Trolley Rage!
Wed, 2001-12-12 04:52
#1
Trolley Rage!
Has anyone else noticed this strange phenomenon at supermarkets? You get there, you can't find a trolley, suddenly one is abandoned and 5 people lunge forward at the same time. Things get ugly, obscenities are hurled, threats are issued, you find yourself challenged to a fight - over a bloody shopping trolley! And when you actually get in there - if you're the one who won the trolley battle, the ones who lost out, when they finally get trolleys of their own, all try to maim and mortally wound you with their trolleys. Jesus, I must be OFF my bloody trolley to be wittering such a load if crap at this hour of the morning, the dreaded curse of insomnia, eh?
Never get trolley rage. I am usually off the/my trolley by then.
Well, Purplecat, me and my missus have been doing the supermarket according to who lost the toss for more years than either of us cares to dwell on.
But yes, you are right. In recent weeks we have both separately experienced the "no friggin' trolleys" angst at the local Safeway.
We all know how it is written by God or her husband into the metal of a shopping trolley that it should end up in a shallow river. So maybe the bean-counters at head office have decided to save some money by not buying any new ones to replace those that end up along way from home.
Two weekends ago it took me more than fifteen minutes and four arguments (all with members of staff who gave me the impression, intellectually, that they were on angel dust) before I even caught sight of an unused trolley. Luckily it was in a dark corner and no other would-be shopper had spied it.
You would think the retailers would observe more closely that all the people who walk into their shops want to do is spend money quickly and efficiently. Bastards.
The supermarkets in my area can't seem to cram enough of the bloody things in the carparks and rivers. However, you try finding a basket for your minor shopping needs and there are none to be had.
You end up having to carry cartons of milk and tins of whatever which seem intent on rolling to the floor as your queing at the check out!!
GRRRRRRRRRRR!
Where are the BASKETS?
Dunno...l am not a basket type. I get a trolley for a pint of milk, me....that way I can mooch down the aisles slowly leaning on the handle, bum stuck out, gazing at all the things on display.....
If I have to be there at all, I want to be relaxed....

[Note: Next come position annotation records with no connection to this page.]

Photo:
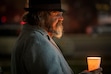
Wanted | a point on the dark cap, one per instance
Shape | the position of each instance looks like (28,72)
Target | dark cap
(44,5)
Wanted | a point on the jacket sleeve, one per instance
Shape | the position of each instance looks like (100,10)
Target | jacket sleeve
(41,58)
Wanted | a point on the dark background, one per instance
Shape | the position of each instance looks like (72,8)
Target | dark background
(87,32)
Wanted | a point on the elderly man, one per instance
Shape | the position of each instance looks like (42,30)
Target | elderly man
(35,52)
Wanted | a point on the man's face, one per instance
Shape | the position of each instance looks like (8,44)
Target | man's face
(55,22)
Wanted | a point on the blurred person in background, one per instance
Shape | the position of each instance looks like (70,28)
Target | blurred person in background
(35,52)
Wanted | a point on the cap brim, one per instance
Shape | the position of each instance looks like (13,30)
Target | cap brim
(33,9)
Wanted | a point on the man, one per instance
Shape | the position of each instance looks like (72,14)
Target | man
(35,52)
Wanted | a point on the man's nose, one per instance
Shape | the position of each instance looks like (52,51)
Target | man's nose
(61,17)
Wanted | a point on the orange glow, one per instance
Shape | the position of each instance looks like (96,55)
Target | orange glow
(93,63)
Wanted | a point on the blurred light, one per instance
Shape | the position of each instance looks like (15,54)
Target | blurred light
(22,22)
(3,19)
(16,18)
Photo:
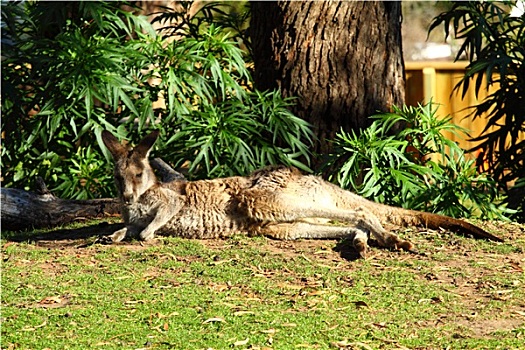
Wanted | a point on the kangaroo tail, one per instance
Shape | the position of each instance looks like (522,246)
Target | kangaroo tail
(436,221)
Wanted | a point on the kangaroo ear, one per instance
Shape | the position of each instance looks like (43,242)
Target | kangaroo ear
(112,143)
(146,143)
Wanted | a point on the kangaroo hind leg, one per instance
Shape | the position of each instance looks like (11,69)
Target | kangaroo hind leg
(307,230)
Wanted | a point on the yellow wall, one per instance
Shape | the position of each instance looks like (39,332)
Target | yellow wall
(436,80)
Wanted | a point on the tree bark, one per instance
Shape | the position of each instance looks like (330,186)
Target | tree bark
(342,59)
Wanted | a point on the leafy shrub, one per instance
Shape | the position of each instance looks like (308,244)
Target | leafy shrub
(416,168)
(494,44)
(73,69)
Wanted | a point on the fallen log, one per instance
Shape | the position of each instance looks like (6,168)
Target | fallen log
(21,210)
(24,209)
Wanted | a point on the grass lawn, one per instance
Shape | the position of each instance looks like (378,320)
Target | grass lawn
(61,291)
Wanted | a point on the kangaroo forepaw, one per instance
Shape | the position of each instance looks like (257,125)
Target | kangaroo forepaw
(397,243)
(146,235)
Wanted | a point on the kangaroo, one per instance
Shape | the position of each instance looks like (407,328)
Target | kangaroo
(278,202)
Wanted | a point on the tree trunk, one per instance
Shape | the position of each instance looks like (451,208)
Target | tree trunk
(342,59)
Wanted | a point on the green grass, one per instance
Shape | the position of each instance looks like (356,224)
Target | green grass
(258,293)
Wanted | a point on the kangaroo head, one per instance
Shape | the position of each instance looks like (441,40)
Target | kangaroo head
(133,173)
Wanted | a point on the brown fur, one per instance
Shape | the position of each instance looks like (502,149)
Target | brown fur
(277,201)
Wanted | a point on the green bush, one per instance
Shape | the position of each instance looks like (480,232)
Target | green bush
(73,69)
(494,43)
(416,168)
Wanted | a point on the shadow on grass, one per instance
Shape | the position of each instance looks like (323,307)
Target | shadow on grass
(68,234)
(346,250)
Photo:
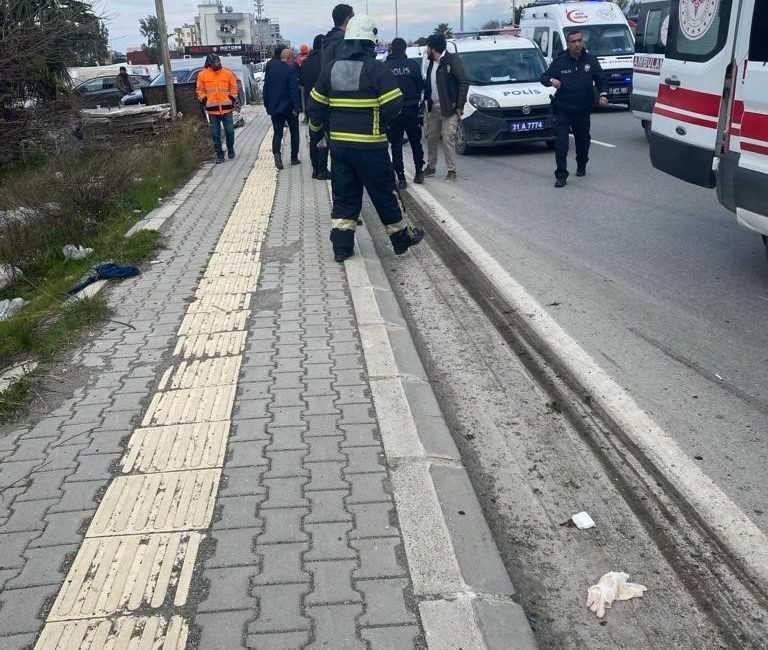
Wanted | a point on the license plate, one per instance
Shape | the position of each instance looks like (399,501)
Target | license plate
(530,125)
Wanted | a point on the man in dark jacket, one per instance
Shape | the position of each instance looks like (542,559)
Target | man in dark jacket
(310,73)
(574,74)
(408,75)
(445,92)
(282,101)
(354,100)
(334,39)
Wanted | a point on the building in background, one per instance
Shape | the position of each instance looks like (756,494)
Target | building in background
(186,36)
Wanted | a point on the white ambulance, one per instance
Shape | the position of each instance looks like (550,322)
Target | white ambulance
(710,121)
(506,101)
(606,35)
(650,46)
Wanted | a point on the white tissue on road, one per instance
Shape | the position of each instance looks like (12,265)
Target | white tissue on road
(583,521)
(72,252)
(612,586)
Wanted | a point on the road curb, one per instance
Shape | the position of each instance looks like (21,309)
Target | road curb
(459,579)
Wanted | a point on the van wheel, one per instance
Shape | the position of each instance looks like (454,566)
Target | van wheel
(647,128)
(462,148)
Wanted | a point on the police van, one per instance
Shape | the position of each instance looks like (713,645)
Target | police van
(710,120)
(650,46)
(506,102)
(606,35)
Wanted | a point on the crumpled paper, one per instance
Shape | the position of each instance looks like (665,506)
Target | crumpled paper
(612,586)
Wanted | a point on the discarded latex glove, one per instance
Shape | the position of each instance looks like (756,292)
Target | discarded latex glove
(612,586)
(9,307)
(581,520)
(72,252)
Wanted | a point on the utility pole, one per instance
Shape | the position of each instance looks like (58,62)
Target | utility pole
(166,57)
(260,18)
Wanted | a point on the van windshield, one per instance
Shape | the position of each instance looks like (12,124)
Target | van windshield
(493,67)
(605,40)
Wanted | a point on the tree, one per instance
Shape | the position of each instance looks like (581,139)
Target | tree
(149,29)
(444,29)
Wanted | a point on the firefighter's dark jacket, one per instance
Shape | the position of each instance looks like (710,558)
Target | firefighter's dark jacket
(355,98)
(577,76)
(408,75)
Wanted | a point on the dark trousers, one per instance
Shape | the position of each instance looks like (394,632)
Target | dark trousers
(565,123)
(278,122)
(318,156)
(407,122)
(352,170)
(217,121)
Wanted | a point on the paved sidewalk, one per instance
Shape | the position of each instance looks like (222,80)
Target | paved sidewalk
(251,463)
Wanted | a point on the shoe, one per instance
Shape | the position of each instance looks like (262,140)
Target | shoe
(342,254)
(407,237)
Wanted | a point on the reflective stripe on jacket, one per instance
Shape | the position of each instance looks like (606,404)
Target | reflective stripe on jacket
(355,98)
(219,88)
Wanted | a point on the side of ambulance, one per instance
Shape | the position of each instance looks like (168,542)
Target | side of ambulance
(710,120)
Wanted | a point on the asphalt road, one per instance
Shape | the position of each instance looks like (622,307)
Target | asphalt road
(651,275)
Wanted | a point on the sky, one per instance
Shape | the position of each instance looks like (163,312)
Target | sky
(300,20)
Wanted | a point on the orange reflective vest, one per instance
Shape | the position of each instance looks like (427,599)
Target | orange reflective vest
(219,88)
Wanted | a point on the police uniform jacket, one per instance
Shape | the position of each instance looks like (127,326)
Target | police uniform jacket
(355,98)
(408,75)
(578,78)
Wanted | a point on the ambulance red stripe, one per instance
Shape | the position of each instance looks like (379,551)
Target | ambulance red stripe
(689,100)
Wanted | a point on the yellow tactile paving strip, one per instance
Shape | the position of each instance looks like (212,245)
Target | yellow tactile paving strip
(134,569)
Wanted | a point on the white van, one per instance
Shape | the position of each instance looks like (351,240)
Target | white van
(506,101)
(650,47)
(606,35)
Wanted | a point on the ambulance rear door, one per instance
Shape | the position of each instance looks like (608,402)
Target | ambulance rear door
(687,116)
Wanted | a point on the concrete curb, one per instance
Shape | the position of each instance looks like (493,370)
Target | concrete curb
(459,579)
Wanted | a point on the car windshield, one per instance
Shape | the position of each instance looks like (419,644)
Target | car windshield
(493,67)
(605,40)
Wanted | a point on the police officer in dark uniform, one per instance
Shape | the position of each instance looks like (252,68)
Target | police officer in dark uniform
(408,74)
(574,74)
(353,100)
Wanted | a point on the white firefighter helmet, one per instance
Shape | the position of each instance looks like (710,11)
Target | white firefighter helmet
(361,28)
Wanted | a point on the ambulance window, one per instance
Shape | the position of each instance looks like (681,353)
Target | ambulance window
(698,29)
(557,44)
(758,43)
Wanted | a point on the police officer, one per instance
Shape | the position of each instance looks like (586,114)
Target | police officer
(573,74)
(408,74)
(354,99)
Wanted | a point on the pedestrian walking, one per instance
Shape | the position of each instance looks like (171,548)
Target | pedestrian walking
(445,92)
(217,92)
(281,99)
(334,39)
(310,73)
(356,98)
(408,75)
(123,82)
(575,74)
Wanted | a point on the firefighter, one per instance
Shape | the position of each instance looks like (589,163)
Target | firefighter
(354,99)
(217,92)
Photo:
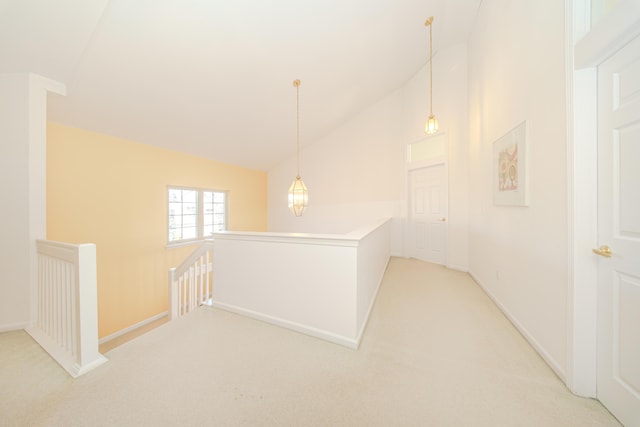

And anyway, if I go in for just a pint of milk, I invariably end up with bright red, numb hands from carrying the basket which always ends up full of impulse buys, like wine, chocolate, ice cream and grapes....
old ladies are the worst.
and people with large beer bellies emphasised by purplegloslower shell suits meeting up with their neighbours who they saw down the pub only last night and are now catching up on the latest events in their lives but managing, with judicious positioning, to hold up the traffic in two aisles simultaneously and it's always in the busy section, they never yap in the dog food aisle or have social intercourse next to the tampons, oh no, it is invariably right next to the potatoes.
and when you finally extricate yourself from the melee...yes... an old lady rams your ankles for which you apologise profusely of course because you are british and anally retentive.
From the title, I thought this would be about the trolley's on airplanes and trains. Without fail, just as I need to take a walk to the loo, they start the trolley parade and block the aisles.
My grandmother is absolutely the worst shopping trolley driver in the world... She once managed to run over the SOLE of a shelf stacker's foot... Her foot bent back and she screamed out blue bloody murder... So, my dear silver haired old granny reversed over the same foot causing yet another blood curding shriek... Very painful indeed... She never even offered a word of apology! The stories I COULD tell you, but i am rather afraid that my inheritance will dry up if I do...
If there's anything worse than an ankle ramming old lady - it's an ankle ramming old lady with one of those ridiculous wheeled shopper things [usually with a little lap dog peeping out of the top]. Pushing a supermarket trolley with one hand, at a 45 degree angle from their bodies, pulling their wheely shopper doodahs with the other hand [also at a 45 degree angle in the opposite direction], they're a pain in the proverbial!